Hanwha Qcells America announced that its solar supplier, Hanwha Advanced Materials Georgia (HAGA), will build a new advanced materials manufacturing facility in Bartow County, Georgia.
HAGA will supply Qcells with encapsulant film ethyl vinyl acetate (EVA), which is the front “foil” on solar modules sandwiching the cells against the backsheet and front glass. There were shortages of EVA in 2022, and by supplying its own EVA foil, Qcells is ensured a steady supply of the necessary material. Qcells noted that HAGA will be the only company in the U.S. manufacturing solar EVA.

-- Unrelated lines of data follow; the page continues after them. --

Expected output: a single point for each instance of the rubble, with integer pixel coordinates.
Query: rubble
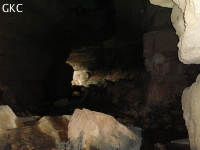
(89, 129)
(56, 127)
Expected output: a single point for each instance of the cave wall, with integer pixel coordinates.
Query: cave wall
(185, 19)
(114, 59)
(168, 76)
(37, 42)
(24, 60)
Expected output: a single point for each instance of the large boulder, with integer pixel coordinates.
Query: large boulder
(185, 19)
(89, 129)
(8, 120)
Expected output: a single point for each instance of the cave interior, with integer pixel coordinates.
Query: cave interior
(118, 57)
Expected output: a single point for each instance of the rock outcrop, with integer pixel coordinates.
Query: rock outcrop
(8, 119)
(185, 19)
(191, 104)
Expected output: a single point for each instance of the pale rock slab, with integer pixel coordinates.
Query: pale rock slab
(8, 120)
(191, 105)
(185, 18)
(90, 129)
(25, 138)
(56, 127)
(163, 3)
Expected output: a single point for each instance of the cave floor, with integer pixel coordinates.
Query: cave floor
(156, 135)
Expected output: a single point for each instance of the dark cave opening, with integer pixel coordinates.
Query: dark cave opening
(124, 56)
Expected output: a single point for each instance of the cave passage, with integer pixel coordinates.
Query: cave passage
(110, 56)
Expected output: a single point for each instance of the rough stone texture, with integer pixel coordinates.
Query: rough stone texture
(185, 19)
(164, 3)
(89, 129)
(8, 119)
(114, 60)
(56, 127)
(190, 105)
(167, 73)
(25, 138)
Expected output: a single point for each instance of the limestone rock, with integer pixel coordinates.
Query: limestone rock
(163, 3)
(8, 119)
(25, 138)
(89, 129)
(56, 127)
(185, 19)
(61, 102)
(191, 105)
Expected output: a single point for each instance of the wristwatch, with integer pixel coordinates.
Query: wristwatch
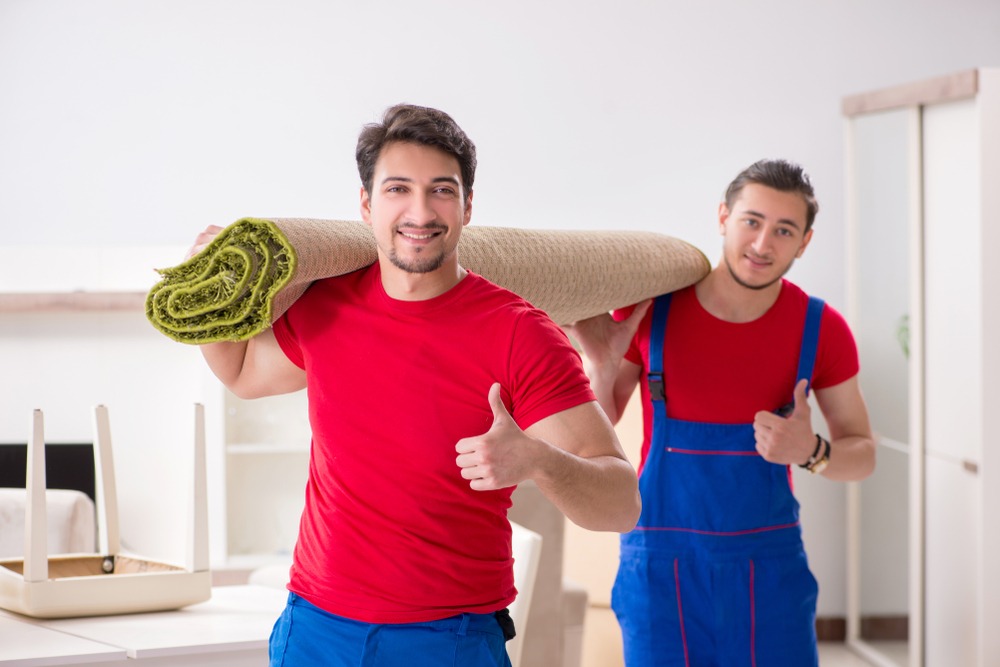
(820, 458)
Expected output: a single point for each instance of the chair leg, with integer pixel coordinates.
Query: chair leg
(109, 538)
(198, 545)
(36, 546)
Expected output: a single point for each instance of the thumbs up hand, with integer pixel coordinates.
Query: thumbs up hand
(786, 441)
(496, 459)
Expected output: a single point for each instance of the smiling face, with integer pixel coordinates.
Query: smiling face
(763, 234)
(417, 208)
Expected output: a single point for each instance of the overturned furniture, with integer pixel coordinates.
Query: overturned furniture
(108, 582)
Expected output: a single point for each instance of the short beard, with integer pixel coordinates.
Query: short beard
(743, 283)
(425, 265)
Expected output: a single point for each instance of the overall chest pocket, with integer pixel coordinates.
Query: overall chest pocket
(710, 478)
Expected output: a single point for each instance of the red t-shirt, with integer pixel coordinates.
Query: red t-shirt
(391, 532)
(724, 372)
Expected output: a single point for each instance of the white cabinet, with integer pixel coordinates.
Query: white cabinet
(923, 170)
(261, 477)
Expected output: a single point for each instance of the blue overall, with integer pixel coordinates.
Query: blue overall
(715, 574)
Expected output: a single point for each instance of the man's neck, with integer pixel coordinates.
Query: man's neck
(726, 299)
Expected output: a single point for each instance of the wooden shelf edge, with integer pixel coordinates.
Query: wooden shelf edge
(55, 302)
(939, 89)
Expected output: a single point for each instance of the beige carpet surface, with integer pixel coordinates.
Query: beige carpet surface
(256, 268)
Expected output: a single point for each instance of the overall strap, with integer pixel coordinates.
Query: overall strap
(810, 337)
(658, 328)
(807, 352)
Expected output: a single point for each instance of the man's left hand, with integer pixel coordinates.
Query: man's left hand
(786, 441)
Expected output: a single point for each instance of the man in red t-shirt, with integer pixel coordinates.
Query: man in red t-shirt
(715, 572)
(432, 394)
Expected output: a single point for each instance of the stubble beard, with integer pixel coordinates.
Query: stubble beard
(742, 283)
(419, 265)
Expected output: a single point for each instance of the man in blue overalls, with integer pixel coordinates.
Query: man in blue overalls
(715, 573)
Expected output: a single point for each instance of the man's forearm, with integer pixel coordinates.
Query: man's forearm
(852, 458)
(597, 493)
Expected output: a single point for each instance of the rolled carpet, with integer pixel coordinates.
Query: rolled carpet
(255, 269)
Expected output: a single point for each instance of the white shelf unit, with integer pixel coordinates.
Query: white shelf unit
(948, 159)
(265, 465)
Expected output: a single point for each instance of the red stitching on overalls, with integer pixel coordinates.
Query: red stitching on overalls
(753, 620)
(703, 452)
(749, 531)
(680, 613)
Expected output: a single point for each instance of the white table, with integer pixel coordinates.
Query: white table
(229, 630)
(23, 644)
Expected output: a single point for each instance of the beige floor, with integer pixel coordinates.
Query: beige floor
(602, 644)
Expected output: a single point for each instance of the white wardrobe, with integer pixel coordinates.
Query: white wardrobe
(923, 184)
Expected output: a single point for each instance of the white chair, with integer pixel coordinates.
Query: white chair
(109, 582)
(526, 546)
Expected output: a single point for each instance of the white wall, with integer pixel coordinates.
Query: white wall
(139, 122)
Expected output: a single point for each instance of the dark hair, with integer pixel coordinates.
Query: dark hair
(416, 125)
(778, 174)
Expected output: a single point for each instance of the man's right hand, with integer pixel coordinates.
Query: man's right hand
(605, 341)
(203, 239)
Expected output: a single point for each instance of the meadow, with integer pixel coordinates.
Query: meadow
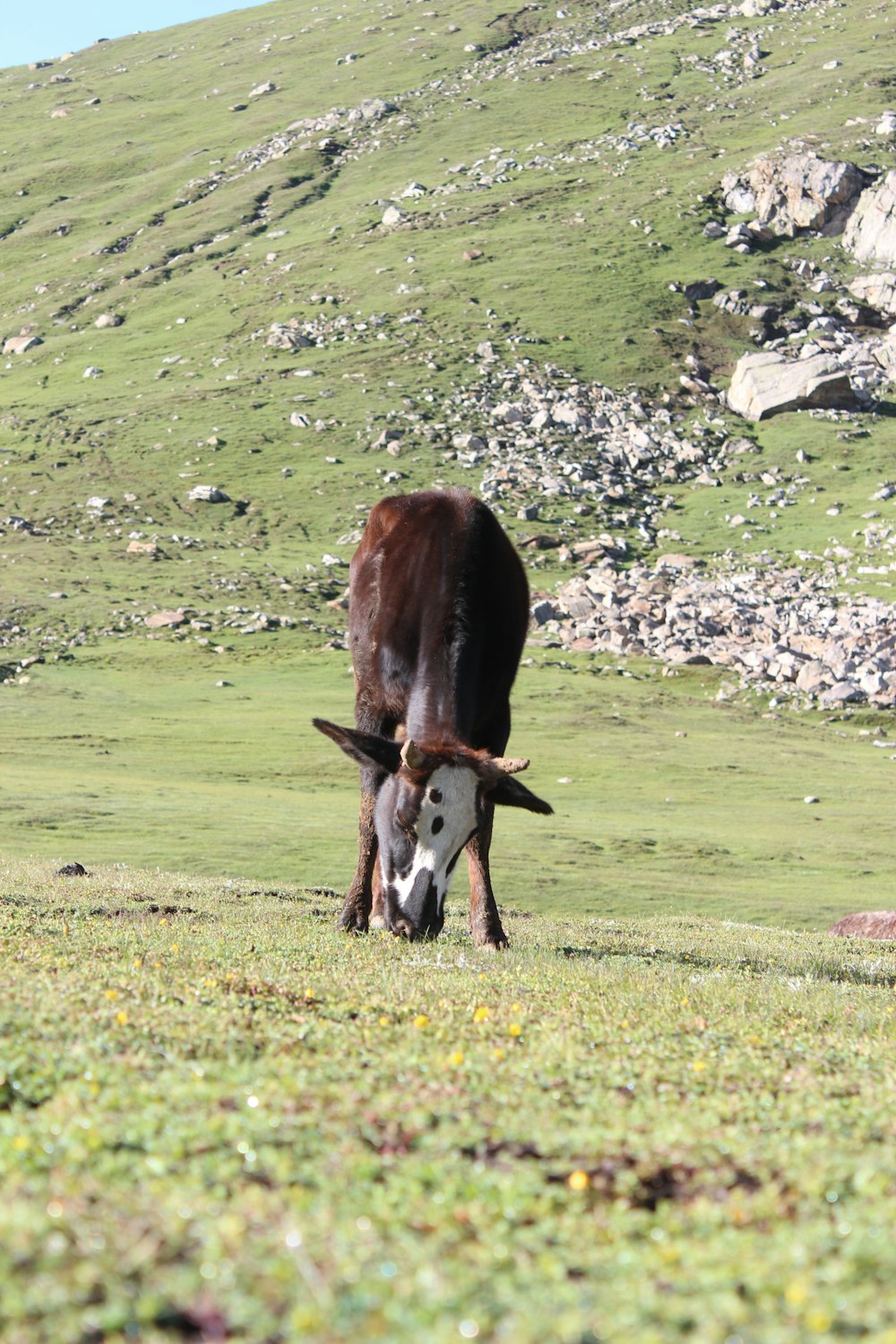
(220, 1118)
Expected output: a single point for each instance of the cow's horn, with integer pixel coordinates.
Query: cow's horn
(509, 765)
(411, 755)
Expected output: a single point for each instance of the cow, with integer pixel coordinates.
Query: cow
(438, 616)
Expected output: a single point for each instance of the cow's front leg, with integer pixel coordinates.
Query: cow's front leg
(485, 922)
(378, 909)
(357, 910)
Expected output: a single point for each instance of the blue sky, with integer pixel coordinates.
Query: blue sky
(37, 30)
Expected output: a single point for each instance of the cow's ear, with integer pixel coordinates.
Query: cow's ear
(366, 747)
(508, 792)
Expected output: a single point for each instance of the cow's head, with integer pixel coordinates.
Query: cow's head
(429, 804)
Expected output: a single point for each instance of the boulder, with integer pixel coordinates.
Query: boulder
(19, 344)
(764, 383)
(209, 495)
(164, 620)
(871, 233)
(866, 924)
(876, 290)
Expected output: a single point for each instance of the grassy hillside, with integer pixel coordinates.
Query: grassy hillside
(549, 222)
(549, 218)
(241, 1125)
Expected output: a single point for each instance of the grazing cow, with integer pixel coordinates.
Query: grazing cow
(438, 613)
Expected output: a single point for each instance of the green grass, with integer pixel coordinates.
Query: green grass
(220, 1115)
(564, 276)
(670, 1116)
(673, 800)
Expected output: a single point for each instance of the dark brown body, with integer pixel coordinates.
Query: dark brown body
(438, 616)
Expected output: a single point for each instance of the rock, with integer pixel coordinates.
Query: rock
(877, 290)
(285, 336)
(386, 437)
(699, 289)
(164, 620)
(766, 383)
(713, 230)
(813, 676)
(841, 693)
(868, 924)
(871, 233)
(797, 191)
(19, 344)
(543, 612)
(371, 109)
(209, 495)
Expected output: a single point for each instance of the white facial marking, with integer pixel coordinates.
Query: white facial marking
(446, 822)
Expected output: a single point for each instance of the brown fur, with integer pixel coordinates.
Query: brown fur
(438, 615)
(868, 924)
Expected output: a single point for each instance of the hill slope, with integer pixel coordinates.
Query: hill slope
(473, 231)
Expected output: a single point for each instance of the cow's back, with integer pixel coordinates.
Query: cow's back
(438, 613)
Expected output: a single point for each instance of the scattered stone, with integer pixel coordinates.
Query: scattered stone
(871, 233)
(877, 290)
(166, 620)
(19, 344)
(796, 193)
(209, 495)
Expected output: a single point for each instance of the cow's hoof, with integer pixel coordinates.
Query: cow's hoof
(490, 940)
(352, 919)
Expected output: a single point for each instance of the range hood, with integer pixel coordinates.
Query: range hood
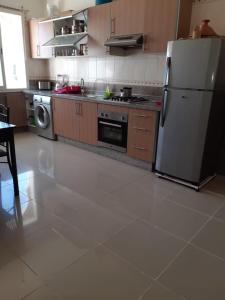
(66, 40)
(125, 41)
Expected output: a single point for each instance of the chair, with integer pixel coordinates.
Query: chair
(4, 147)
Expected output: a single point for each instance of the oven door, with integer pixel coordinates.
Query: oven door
(112, 134)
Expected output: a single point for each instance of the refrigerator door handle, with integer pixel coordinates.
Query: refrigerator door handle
(164, 108)
(168, 65)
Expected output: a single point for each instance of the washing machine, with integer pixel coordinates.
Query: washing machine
(43, 116)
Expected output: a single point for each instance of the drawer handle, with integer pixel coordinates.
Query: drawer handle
(140, 148)
(141, 129)
(142, 116)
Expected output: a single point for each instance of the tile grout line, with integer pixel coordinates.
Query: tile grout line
(134, 267)
(189, 242)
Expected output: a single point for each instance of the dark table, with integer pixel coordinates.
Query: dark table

The investment of $147 million by HAGA is expected to create more than 160 full-time jobs, including engineers, line operators with the facility starting production in June 2024. The facility is critical to supporting Qcells’ plans of developing a fully integrated U.S. solar supply chain.
“The products we make are an important piece of the clean energy supply chain puzzle, and we are excited to meet this need,” said Inhwan Kim, chief executive officer, Hanwha Advanced Materials. “Building our cutting-edge, advanced materials in Georgia will not only create new careers in solar but help bring more affordable, reliable clean energy to customers across the country.”
The announcement comes two months after Qcells announced plans to invest a historic $2.5 billion to expand its operations to house a fully integrated solar supply chain manufacturing base in Georgia. In what is considered the largest investment in U.S. solar history, the Korean company, a subsidiary of Hanwha Solutions, is the first company to establish a fully-integrated silicon-based solar supply chain in the U.S.
Qcells also recently announced plans to buy polysilicon from REC Silicon, which is using clean energy to power its facility in Moses Lake, Washington. In its Q3 22 report, REC Silicon confirmed it will restart solar polysilicon production at Moses Lake in the U.S. state of Washington in Q3 23, following Hanwha’s decision to acquire a 16.67% stake in the Norwegian manufacturer in late 2021. REC Silicon reported that Moses Lake’s ramp up will see the facility at 50% capacity utilization by mid-2024, with full capacity production on track for Q4 24.
The investment by HAGA follows the passage of the Solar Energy Manufacturing for America Act (SEMA) within the Inflation Reduction Act. Qcells also cites Georgia Senator Jon Ossoff’s SEMA Act, now part of the Inflation Reduction Act, as playing a key role in promoting additional investments in the U.S. The IRA offers numerous tax credits for clean energy manufacturing.